Deve dizer-se que logo o título (por sinal também já criticado por Pacheco Pereira no seu blogue ‘Abrupto’) chamava a atenção: ou bem que aqueles qualificativos eram da responsabilidade da redacção, e não deveriam existir por serem considerações de natureza opinativa, ou bem que eram ditos por algum entrevistado, e nesse caso deviam figurar entre aspas. O texto informa que é a própria Elisa Ferreira a autoclassificar-se daquele modo, existindo pois logo aqui um problema com a construção do título.

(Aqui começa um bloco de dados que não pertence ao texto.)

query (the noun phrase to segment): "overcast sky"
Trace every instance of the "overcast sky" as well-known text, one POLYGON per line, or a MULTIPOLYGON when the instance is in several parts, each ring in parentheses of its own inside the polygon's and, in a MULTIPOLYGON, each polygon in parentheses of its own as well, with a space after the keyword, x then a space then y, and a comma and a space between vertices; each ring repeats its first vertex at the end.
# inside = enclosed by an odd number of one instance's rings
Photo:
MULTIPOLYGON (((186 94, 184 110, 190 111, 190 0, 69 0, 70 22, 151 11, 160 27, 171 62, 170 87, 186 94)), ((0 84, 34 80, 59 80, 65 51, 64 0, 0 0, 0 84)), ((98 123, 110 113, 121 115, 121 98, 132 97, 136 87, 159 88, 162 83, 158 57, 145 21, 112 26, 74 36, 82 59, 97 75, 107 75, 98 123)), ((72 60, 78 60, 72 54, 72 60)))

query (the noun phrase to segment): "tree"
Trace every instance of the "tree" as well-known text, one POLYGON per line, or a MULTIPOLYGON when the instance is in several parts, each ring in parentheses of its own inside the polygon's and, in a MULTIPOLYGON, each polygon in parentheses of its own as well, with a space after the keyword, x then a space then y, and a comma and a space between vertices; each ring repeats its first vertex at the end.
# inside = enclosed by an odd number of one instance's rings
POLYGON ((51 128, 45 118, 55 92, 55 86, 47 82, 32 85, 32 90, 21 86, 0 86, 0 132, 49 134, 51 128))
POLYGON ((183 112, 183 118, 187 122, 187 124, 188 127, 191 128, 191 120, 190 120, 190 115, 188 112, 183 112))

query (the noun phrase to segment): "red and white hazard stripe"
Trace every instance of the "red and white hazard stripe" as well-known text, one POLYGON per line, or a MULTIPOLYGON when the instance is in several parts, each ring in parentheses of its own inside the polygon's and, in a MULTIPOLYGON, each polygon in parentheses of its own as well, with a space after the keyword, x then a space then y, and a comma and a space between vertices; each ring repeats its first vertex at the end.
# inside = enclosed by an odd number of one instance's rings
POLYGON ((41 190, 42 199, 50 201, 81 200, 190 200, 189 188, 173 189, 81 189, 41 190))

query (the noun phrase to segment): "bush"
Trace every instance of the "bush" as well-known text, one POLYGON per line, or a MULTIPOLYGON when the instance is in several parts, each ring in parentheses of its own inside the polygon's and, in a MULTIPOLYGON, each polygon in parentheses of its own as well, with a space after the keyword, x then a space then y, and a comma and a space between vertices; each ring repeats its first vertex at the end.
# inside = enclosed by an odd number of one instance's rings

Mas a verdade é que o artigo alinha no mesmo tom encomiástico, assumindo até que a candidata ‘já deu disso prova’ (isto é, da qualidade de ‘conciliadora’ e de pessoa de ‘grandes rupturas’) e rodeando de um tom épico a sua tentativa de desalojar Rui Rio do município portuense, garantindo que este ‘terá uma das suas mais difíceis provas de fogo na próximo combate autárquico’ (possuirá o PÚBLICO capacidades divinatórias?) e classificando o dia da apresentação de Elisa Ferreira como ‘o primeiro dia de uma campanha sem tréguas até ao dia dos votos’.

Julgaria o provedor que, para corresponder ao perfil de independência editorial do PÚBLICO, deveria uma notícia deste teor procurar abordar, do ponto de vista político, os prós e contras da candidatura em causa, em vez de apenas elencar aspectos positivos.

Presumindo que o título era da responsabilidade de um editor, o provedor começou por pedir esclarecimentos à direcção, que porém os remeteu para a jornalista autora da notícia, Filomena Fontes. A questão do título acabaria por ficar sem resposta, mas o provedor discutiu com Filomena Fontes. diversos aspectos da construção do texto, tendo os argumentos específicos, pela sua extensão, sido colocados no seu blogue.

Quanto ao tom genérico da notícia, justificou a jornalista ao provedor: ‘Foi-me pedido um perfil/análise, sobre o percurso profissional e político de Elisa Ferreira, que funcionasse como antecipação do lançamento oficial da candidatura. Não se tratava, assim, de apresentar uma candidatura num contexto de outras que já se perfilaram para a Câmara do Porto. O tom geral de entusiasmo que refere é uma interpretação, que respeito mas veementemente rejeito, assim como me parece igualmente que não faria qualquer tipo de sentido estar a analisar os prós e contras de uma candidatura quando se tratava tão-só de fazer um perfil de apresentação da candidata. Outras candidaturas se seguirão e na altura se fará a caracterização dos candidatos. É assim que se tem feito neste jornal, e certamente que assim decidirão os directores e editores. (…) Tão pouco me pareceria correcto que fossemos à procura de opiniões menos abonatórias, só porque aquelas que ouvimos lhe possam parecer (e esta é matéria de livre interpretação) de teor laudatório ou panegírico. Isso sim, é que seria falta de isenção e distanciamento. O facto é que foram ouvidas fontes de origens diversas, tanto políticas como profissionais’.

Não obsta a que o provedor sinta não ter sido aqui respeitado o princípio do distanciamento do jornalista perante os factos que narra, contido no ponto 9 dos ‘Princípios e normas de conduta profissional’ do Livro de Estilo do PÚBLICO (impressão para a qual também contribui, em grande parte, o título filho de pai incógnito). Trata-se, claro, como diz Filomena Fontes, de ‘matéria de livre apreciação’, mas é o tipo de apreciação que se pede ao provedor que faça.’